Arbitrary resizing

It is obviously more desirable to arbitrarily resize a given image (enlarge or reduce the image proportionally or non-proportionally). We first consider converting a one-dimensional m-sample input $\{ x_i, (i=0, 1, \cdots, m-1) \}$ into an n-sample output $\{ y_j, (j=0, 1, \cdots, n-1) \}$, where $n$ is the desired size of the output, which may be either smaller or greater than $m$, i.e., the scaling factor $n/m$ can be either greater or smaller than 1 (for either enlargement or reduction). The method is essentially a two-step process of linear interpolation and re-sampling.

• Convert indices:

  Represent each index $0 \leq k \leq n-1$ of the output as a floating point number $p$ in the range of $0 \leq i \leq m-1$ of the input indices:
  

  $$\frac{p}{m-1}=\frac{k}{n-1},\;\;\;\;\;\mbox{i.e.}\;\;\;\; p=k\; \frac{m-1}{n-1}$$
  
  
  The indices of the two neighboring samples of $p$ can be found as
  
  $$i = \lfloor p \rfloor \;\;\leq\;\; p \;\;\leq \;\;\lceil p \rceil =i+1$$
  
  
  where $\lfloor p \rfloor$ and $\lceil p \rceil$ represent, respectively, the floor and the ceiling of $p$, i.e., the largest integer smaller than $p$ and the smallest integer larger than $p$.

• Re-sampling:

  Find the fraction $0 \leq (u=p-i) \leq 1$ and $d$ as shown in the figure:
  

  $$\frac{d}{u}=\frac{x_{i+1}-x_{i}}{(i+1)-i}=x_{i+1}-x_i,\;\;\;\;\mbox{i.e.,} \;\;\;\;\;\;d=u(x_{i+1}-x_i)$$
  
  
  Now the kth value $y_k$ of the output can be found as the interpolation between $x_i$ and $x_{i+1}$:
  
  $$y_k=x_{p}=x_i+d=x_i+u(x_{i+1}-x_i)$$
  
  

This method of linear interpolation can be generalized from 1-D to 2-D bilinear interpolation for image resizing.

• Convert indices:

  Similar to the 1D case, we first convert the integer indices $(k,l)$ of each pixel of the output image of the desired size into real coordinates $(p, q)$ in the range of the input image.
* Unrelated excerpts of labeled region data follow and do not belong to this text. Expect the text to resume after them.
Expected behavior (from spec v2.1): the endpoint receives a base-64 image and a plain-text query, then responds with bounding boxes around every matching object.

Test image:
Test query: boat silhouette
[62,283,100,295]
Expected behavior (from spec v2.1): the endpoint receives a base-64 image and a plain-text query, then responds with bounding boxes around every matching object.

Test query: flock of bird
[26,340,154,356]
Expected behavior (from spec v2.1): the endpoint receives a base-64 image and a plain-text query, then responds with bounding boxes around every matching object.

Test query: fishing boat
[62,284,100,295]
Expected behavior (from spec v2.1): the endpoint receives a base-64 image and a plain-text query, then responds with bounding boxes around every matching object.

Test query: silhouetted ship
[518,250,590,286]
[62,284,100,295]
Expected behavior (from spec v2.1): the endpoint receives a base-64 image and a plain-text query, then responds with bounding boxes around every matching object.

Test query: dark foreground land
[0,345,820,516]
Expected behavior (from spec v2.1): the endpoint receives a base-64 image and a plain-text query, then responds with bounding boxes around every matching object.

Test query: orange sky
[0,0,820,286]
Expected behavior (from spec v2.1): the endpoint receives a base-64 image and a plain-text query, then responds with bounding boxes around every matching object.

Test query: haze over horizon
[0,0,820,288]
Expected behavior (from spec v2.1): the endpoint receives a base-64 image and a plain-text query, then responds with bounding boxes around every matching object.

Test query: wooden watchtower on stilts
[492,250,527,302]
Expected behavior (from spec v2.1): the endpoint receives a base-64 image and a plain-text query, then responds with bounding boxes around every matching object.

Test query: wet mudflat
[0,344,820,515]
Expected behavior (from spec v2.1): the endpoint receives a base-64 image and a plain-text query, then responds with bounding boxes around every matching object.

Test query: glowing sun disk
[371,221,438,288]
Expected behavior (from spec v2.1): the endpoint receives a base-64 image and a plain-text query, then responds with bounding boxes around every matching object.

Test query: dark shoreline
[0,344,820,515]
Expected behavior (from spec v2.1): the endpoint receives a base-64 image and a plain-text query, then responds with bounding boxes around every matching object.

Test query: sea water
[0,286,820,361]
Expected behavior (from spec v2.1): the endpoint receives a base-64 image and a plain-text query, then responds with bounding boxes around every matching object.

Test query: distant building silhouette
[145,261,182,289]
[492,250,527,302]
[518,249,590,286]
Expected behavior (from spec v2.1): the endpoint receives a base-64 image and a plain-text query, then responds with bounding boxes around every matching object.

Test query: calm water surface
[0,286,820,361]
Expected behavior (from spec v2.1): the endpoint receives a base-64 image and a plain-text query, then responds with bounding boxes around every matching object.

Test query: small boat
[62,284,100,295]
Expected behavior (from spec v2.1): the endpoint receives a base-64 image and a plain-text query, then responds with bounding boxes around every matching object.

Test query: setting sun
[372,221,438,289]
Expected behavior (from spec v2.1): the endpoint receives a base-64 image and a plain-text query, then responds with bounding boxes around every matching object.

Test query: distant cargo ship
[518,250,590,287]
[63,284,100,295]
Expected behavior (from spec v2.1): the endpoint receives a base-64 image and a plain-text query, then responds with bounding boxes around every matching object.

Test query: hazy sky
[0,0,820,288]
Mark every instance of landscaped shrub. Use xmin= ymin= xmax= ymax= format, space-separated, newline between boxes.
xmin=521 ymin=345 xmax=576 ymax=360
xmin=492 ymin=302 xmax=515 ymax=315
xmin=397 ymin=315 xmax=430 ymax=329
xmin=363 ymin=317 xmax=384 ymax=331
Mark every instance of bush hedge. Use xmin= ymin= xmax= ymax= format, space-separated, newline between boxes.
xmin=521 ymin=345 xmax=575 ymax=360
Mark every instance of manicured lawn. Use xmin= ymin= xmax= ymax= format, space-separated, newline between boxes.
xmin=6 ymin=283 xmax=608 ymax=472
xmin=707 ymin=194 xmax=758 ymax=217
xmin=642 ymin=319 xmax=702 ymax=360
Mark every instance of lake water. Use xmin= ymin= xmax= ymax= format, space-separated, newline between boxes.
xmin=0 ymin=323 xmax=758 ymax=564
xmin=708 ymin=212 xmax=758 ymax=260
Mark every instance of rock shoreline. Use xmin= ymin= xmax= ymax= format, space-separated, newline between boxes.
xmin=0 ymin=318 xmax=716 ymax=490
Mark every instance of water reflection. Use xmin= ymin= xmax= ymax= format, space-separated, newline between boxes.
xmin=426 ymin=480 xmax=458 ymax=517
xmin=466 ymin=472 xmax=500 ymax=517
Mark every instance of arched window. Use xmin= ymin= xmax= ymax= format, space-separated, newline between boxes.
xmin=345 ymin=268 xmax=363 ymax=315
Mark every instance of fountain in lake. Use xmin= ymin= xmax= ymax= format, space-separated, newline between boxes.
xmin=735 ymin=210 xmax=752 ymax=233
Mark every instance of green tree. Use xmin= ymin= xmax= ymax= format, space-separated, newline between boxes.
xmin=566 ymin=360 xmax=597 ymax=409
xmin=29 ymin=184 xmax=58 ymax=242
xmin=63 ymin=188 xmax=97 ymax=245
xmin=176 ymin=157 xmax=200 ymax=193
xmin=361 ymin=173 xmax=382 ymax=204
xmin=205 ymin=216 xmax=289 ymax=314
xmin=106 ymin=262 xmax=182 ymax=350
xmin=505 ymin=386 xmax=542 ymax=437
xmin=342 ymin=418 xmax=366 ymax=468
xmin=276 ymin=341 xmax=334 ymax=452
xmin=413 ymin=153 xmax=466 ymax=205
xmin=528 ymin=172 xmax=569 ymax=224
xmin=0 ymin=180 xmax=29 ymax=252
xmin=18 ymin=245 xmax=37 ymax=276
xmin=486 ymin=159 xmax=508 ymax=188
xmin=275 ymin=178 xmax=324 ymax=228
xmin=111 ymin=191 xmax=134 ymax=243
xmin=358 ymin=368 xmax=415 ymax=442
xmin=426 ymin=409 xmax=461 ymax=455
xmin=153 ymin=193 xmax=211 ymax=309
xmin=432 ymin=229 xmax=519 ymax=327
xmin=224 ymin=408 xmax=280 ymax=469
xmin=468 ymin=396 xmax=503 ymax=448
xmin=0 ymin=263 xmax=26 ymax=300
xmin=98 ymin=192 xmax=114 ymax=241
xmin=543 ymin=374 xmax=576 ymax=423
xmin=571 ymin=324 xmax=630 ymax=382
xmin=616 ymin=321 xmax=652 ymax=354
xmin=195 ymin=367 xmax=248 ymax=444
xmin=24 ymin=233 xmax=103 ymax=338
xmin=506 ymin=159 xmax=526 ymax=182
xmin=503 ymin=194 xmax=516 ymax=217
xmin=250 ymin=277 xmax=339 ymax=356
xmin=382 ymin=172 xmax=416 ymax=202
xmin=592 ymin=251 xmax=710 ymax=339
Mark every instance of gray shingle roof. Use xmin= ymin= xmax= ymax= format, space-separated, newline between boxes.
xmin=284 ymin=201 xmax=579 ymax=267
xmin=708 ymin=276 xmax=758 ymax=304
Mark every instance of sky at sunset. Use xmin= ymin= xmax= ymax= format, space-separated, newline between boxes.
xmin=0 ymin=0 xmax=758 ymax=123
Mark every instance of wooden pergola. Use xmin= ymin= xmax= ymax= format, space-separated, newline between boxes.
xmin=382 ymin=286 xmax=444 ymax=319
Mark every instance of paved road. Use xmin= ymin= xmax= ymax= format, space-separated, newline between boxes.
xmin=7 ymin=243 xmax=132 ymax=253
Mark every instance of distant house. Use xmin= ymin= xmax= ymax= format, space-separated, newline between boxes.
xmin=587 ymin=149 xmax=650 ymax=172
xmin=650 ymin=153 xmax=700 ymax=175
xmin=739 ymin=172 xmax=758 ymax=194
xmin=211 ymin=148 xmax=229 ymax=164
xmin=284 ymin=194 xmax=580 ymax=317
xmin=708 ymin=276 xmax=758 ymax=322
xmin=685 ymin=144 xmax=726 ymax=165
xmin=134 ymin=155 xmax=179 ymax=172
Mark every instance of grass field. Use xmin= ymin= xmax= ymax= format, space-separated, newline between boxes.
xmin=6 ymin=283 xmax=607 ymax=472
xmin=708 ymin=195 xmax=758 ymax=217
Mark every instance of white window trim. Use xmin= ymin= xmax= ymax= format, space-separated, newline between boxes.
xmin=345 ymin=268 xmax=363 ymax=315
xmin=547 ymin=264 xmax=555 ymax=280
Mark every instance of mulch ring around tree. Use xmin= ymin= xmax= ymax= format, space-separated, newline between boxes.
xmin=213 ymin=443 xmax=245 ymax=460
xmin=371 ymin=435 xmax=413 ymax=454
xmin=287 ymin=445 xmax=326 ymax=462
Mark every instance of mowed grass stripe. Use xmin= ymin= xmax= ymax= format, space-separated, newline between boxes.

Then the corresponding fractions $u$ and $v$ in both horizontal and vertical dimensions can be found:
  

  $$i = \lfloor p \rfloor, \;\;\;\;\; i+1=\lceil p \rceil, \;\;\;\;\; u=p-i$$
  
  
  
  
  $$j = \lfloor q \rfloor, \;\;\;\;\; j+1=\lceil q \rceil, \;\;\;\;\; v=q-j$$
  
  

• Re-sampling:

  Find value $x_{p,q}$ as the bilinear interpolation of its four immediate neighbors in the input image, represented by
  

  $$a=x_{i,j},\;\;\;\;\;\; b=x_{i+1,j},\;\;\;\;\;\; c=x_{i,j+1},\;\;\;\;\;\; d=x_{i+1,j+1}$$
  
  

  

  The bilinear interpolation is carried out in two levels of linear interpolations. We first find the two interpolations of $a$, $b$ and $c$, $d$ along the dimension with index $i$:
  

  $$\left\{ \begin{array}{ll} e=a+u(b-a) f=c+u(d-c) \end{array} \right.$$
  
  
  and then find $y_{k,l}=x_{p,q}$ as the linear interpolation of e and f along the dimension with index $j$:
  
  $$y_{k,l}=x_{p,q}=e+v(f-e)=(1-u-v+uv)a+u(1-v)b+v(1-u)c+uvd$$
  
  
  Alternatively and equivalently, we could first find the interpolations along the dimension in $j$:
  
  $$\left\{ \begin{array}{ll} g=a+v(c-a) h=b+v(d-b) \end{array} \right.$$
  
  
  and then find the pixel value of the output as the interpolation along the dimension in $i$: The result is exactly the same as before.